Ebbene, prima della collaborazione tra Università di Padova e NREL, nessuna delle metodologie note era in grado di drogare efficacemente il silicio senza danneggiare l’ossido, rendendo quindi difficile lo sviluppo e l’implementazione della tecnologia TOPCon.

«La soluzione che abbiamo trovato assieme a NREL - spiega Enrico Napolitani, professore del Dipartimento di Fisica ed Astronomia dell’Università̀ di Padova, utilizza impulsi laser ultra-veloci della durata di una decina di nanosecondi, cioè dell’ordine dei centomilionesimi di secondo - disponibili nel nostro nuovo laboratorio di Laser Processing finanziato dall’Università di Padova - per applicare degli shock termici alla superficie del silicio. Il riscaldamento è tale da indurre un drogaggio di qualità eccellente ma il processo è così veloce che l’ossido di silicio, localizzato più in profondità, si scalda poco e rimane assolutamente intatto».

I fenomeni fisici coinvolti sono abbastanza complessi. Si utilizza luce ultravioletta, che viene assorbita entro pochissimi nanometri sotto la superficie. Essa induce un riscaldamento estremamente localizzato che si mantiene confinato grazie alla brevissima durata degli impulsi, in sostanza il calore non ha il tempo di diffondersi. Inoltre, gli impulsi hanno una energia così elevata da liquefare gli strati più superficiali del silicio (poche decine di nanometri) che, alla fine dell’impulso, ricristallizzano.

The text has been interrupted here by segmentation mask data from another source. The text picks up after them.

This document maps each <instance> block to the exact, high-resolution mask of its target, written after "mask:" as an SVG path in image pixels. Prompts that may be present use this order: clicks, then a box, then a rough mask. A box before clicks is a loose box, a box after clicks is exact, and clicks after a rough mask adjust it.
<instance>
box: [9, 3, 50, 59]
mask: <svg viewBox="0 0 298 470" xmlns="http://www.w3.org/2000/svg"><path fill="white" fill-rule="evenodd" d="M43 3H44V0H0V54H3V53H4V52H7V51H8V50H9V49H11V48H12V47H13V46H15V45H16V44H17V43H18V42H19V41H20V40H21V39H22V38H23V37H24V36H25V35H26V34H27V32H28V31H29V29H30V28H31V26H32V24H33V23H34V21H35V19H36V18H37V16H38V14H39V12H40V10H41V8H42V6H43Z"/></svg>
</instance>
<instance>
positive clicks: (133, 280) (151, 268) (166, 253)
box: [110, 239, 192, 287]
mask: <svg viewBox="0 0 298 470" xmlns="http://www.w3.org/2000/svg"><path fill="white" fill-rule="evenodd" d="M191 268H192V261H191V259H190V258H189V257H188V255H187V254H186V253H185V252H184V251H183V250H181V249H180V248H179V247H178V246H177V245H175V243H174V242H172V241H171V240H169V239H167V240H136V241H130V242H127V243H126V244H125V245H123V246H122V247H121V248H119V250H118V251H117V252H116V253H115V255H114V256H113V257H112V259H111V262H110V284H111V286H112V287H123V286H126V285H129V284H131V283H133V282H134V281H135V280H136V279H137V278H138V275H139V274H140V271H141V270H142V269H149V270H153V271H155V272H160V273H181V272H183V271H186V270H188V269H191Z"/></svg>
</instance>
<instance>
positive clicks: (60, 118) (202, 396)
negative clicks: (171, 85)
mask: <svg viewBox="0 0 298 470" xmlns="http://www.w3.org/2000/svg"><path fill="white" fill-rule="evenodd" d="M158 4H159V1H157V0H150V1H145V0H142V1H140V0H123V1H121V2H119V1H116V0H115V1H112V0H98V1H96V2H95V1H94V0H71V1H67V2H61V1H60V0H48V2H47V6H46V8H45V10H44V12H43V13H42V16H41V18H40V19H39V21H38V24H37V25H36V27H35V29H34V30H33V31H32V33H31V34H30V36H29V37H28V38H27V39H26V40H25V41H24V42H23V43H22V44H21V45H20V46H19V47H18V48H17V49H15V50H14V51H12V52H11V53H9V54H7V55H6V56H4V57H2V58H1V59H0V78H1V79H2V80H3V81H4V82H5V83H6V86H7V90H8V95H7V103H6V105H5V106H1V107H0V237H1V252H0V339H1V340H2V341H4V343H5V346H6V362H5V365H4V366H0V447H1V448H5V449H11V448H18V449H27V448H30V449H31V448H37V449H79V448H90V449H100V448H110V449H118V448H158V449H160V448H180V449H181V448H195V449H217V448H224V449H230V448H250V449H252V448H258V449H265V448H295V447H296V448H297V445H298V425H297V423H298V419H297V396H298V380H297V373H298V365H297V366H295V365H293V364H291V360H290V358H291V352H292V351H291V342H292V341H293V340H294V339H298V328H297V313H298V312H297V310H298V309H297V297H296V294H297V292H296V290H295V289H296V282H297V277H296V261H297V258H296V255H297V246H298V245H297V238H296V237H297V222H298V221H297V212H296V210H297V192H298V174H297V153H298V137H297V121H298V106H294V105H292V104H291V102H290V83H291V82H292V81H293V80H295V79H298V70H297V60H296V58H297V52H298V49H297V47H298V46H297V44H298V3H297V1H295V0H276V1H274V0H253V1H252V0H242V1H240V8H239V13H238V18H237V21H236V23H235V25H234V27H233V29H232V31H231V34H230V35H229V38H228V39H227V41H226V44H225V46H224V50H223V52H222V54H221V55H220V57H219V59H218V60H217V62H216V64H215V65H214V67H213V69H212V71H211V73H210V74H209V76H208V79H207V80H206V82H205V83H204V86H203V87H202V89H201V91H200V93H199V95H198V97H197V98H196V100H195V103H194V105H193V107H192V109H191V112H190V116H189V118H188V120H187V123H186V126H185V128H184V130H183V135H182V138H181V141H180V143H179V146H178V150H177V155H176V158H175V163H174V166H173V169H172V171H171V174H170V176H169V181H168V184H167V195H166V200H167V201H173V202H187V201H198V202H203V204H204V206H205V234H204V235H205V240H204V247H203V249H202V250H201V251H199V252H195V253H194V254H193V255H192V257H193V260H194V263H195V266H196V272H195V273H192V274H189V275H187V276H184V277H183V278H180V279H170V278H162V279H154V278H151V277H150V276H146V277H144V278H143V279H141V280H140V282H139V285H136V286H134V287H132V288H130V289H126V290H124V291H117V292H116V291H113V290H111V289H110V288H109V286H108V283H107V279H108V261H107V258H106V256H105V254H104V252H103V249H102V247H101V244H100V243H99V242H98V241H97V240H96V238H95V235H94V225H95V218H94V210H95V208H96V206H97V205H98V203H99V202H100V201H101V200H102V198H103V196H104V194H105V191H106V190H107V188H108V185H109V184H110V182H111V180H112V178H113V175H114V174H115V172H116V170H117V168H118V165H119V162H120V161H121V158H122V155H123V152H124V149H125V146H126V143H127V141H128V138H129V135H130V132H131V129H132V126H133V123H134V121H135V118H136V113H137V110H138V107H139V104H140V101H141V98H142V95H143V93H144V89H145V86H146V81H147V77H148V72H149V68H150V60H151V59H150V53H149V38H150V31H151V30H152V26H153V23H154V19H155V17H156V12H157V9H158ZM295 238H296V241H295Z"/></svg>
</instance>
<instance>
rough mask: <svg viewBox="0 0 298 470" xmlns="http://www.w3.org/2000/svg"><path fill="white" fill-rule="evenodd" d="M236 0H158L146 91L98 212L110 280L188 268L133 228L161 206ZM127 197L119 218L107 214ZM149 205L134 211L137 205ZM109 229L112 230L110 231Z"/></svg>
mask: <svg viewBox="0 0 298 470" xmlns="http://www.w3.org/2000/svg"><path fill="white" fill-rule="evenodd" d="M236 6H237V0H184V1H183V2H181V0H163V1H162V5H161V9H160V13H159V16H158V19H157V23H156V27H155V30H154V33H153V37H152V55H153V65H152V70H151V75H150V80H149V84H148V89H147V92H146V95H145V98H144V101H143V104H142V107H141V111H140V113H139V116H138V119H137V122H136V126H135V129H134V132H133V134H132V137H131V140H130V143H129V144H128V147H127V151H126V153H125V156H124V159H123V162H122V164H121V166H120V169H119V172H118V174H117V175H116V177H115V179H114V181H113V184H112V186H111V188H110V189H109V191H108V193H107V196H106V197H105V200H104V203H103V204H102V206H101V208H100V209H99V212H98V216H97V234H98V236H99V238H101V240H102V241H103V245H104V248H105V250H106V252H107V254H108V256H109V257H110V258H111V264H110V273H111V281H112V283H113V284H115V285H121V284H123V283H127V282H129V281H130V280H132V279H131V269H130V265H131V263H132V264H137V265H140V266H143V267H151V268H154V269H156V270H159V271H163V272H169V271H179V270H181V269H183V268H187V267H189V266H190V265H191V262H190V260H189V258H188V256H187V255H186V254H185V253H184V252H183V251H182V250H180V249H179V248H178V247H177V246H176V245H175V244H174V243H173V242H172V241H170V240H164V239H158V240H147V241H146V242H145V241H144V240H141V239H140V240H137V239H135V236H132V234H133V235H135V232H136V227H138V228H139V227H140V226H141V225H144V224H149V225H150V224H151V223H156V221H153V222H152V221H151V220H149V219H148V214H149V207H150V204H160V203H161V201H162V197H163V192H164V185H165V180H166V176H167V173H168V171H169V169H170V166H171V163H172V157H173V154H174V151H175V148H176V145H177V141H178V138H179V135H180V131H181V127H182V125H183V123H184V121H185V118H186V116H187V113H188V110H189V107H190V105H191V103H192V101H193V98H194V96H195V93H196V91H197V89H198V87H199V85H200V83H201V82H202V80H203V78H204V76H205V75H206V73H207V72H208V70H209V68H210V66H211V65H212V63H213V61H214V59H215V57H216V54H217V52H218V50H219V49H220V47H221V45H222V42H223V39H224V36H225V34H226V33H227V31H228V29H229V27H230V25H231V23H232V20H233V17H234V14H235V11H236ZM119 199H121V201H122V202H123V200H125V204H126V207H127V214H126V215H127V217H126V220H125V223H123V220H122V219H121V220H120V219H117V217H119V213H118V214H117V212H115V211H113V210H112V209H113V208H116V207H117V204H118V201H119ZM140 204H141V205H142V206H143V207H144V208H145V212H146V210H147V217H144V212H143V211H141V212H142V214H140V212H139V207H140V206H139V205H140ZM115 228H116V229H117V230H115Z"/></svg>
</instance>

In realtà il cuore del processo è proprio questa transizione di fase solido-liquido-solido indotta dal laser denominata Pulsed Laser Melting (PLM), che nel laboratorio padovano si riesce a controllare a livello nanometrico. Grazie a essa il drogante, inizialmente posto sopra la superficie del silicio, si redistribuisce molto velocemente all’interno della fase liquida. Successivamente la ricristallizzazione avviene in modo talmente rapido da “congelare” il drogante incorporandolo nella fase solida cristallina a concentrazioni elevatissime, ben superiori alle solubilità solide di equilibrio. In questo modo si conseguono due risultati con una sola azione: da un lato si confina il drogaggio e il riscaldamento mantenendo l’ossido sottostante intatto, dall’altro si droga a concentrazioni molto superiori - rispetto a quanto ottenuto in precedenza con altre tecniche - con notevoli effetti benefici sul funzionamento della cella fotovoltaica.

«È una metodologia che applichiamo con successo in molti ambiti per sintetizzare nuovi materiali: dalla nanoelettronica, alla fotonica, alla fotocatalisi, ai rivelatori per le alte energie - conclude Napolitani - ma non l’avevamo mai applicata al fotovoltaico solare. I risultati sono molto incoraggianti e in futuro, nel gruppo di Fisica dei Semiconduttori del nostro Dipartimento, approfondiremo ulteriormente i nostri studi, anche grazie alla nostra partecipazione al Partenariato Esteso NEST - "Network 4 Energy Sustainable Transition", recentemente finanziato dall’Unione Europea nell’ambito del PNRR».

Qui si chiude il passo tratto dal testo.